Olejniczak: SLD jest na dnie

Olejniczak: SLD jest na dnie

Dodano:   /  Zmieniono: 
Wojciech Olejniczak, fot. Wprost 
- Czas wziąć się do pracy. Najbliższe miesiące pokażą, czy będziemy odbijać się od dna, bo jesteśmy rzeczywiście na samym dnie - mówił w RMF FM europoseł SLD Wojciech Olejniczak. Zapowiada też, że nie chce być szefem partii.
Olejniczak uważa, że "na poziom poparcia dla lewicy", sytuacja Sojuszu jest naprawdę zła.  - Trzeba to zmienić - zapowiada polityk i dodaje: - Wielkie zadanie czeka Leszka Millera i prezydium. Ja zamierzam współpracować i wspomagać, mamy siódemkę europosłów, jesteśmy aktywni również w polityce krajowej. Będziemy w tym wszystkim, co jest związane z odnową SLD, uczestniczyć.

Europoseł mówi, że nie wie, czy Leszek Miller wystartuje w wyborach na szefa SLD. Zapewnia też, że on sam kandydować nie będzie. Według Olejniczaka Miller "wychodził sobie wśród posłów" wygraną i dlatego został przewodniczącym klubu. - Wcześniej wielu z nich (posłów - red.) obiecywało pewnie głosowanie Ryszardowi Kaliszowi. No, ale jak to już w polityce bywa, słowo nie jest najważniejsze - stwierdza Olejniczak i dodaje: - Ale teraz apeluje do wszystkich kolegów i koleżanek, żeby ono było najważniejsze. Jak coś mówimy, to później dotrzymujmy słowa i róbmy to. Jak było o historii już nie ma co rozmawiać.
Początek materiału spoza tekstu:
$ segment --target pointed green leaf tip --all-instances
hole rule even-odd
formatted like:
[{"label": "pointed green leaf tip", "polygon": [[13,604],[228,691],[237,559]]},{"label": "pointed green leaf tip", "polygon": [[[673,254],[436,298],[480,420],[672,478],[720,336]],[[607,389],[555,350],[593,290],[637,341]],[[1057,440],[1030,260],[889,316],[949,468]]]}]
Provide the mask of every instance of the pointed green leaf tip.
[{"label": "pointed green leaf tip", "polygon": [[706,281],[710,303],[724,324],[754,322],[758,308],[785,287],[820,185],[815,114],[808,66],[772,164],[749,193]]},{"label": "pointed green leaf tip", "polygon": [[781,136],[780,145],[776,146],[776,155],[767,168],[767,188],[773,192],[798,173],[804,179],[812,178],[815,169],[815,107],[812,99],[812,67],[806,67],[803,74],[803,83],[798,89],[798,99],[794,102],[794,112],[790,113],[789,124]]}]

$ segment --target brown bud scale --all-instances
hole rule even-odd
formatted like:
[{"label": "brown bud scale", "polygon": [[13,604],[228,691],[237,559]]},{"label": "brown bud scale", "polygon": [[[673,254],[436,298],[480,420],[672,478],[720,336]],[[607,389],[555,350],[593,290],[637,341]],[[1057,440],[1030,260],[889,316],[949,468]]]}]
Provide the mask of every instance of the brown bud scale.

Eurodeputowany SLD ocenia również, że rola Aleksandra Kwaśniewskiego w partii jest mniejsza niż jeszcze kilka lat temu. - On znaczy mniej, ja znaczę mniej, mniej znaczy wiele osób. Doświadczyłem tego osobiście. Ale jeżeli chodzi o społeczną lewicę, o wyborców, to Aleksander Kwaśniewski ma ogromne znacznie, darzony jest ogromnym szacunkiem wśród ludzi i myślę, że to jest dla niego najważniejsze - stwierdza Wojciech Olejniczak.